Voici ce que précise le Grevisse :

Grevisse : le bon usage, 13e édition par André Gosse, Duculot 1993

p : 1007 Pronoms personnels
$ 658 Le verbe à l’impératif affirmatif
b ) il y a plusieurs pronoms conjoints

2° « En et y construits avec un autre pronom conjoint, se placent après celui-ci ; le, la, ainisi que me et te (qui se substituent à moi, toi […]) s’élident phonétiquement et graphiquement. – Sauf lorsqu’il y a élision (et apostrophe), il faut un trait d’union entre le verbe et le pronom et entre les pronoms.
ex : Tenons-nous-y (Courteline) – Réfugie-t’y (Littré)

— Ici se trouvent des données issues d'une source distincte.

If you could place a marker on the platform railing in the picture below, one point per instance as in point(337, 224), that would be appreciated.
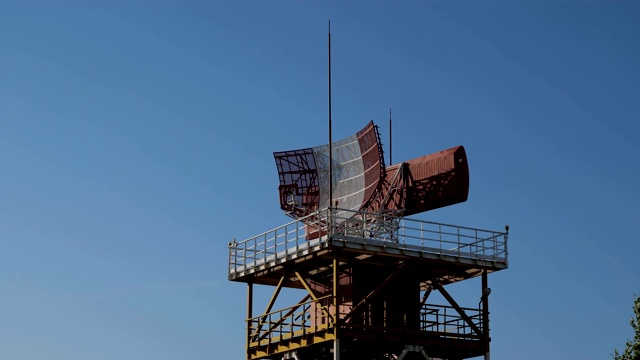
point(317, 229)
point(309, 317)
point(299, 320)
point(447, 321)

A part l’impératif de s’en aller, ces formes ne sont guère fréquentes dans la langue parlée […] On évite surtout m’y et t’y. […]
L’usage populaire connaît la construction : pronom disjoint+ y ou en avec un z entre les deux pronoms.
Ex : George Sand : attendez-moi-z’y. »

p : 1165 Les finales
$ 765 :

« dans va-t’en, retourne-t’en, on remarquera l’apostrophe : le t, en effet, n’est pas une consonne analogique, comme dans aime-t-il ; c’est le pronom te dont l’e est élidé (comp : Allez-vous-en). Vu l’apostrophe, on se dispense de mettre le second trait d’union. »

La forme correcte est donc « tiens-t’y », mais elle est inusitée. On peut reprendre le conseil de conjuguer le verbe au pluriel en cas de doute : « Tenez-vous-y ».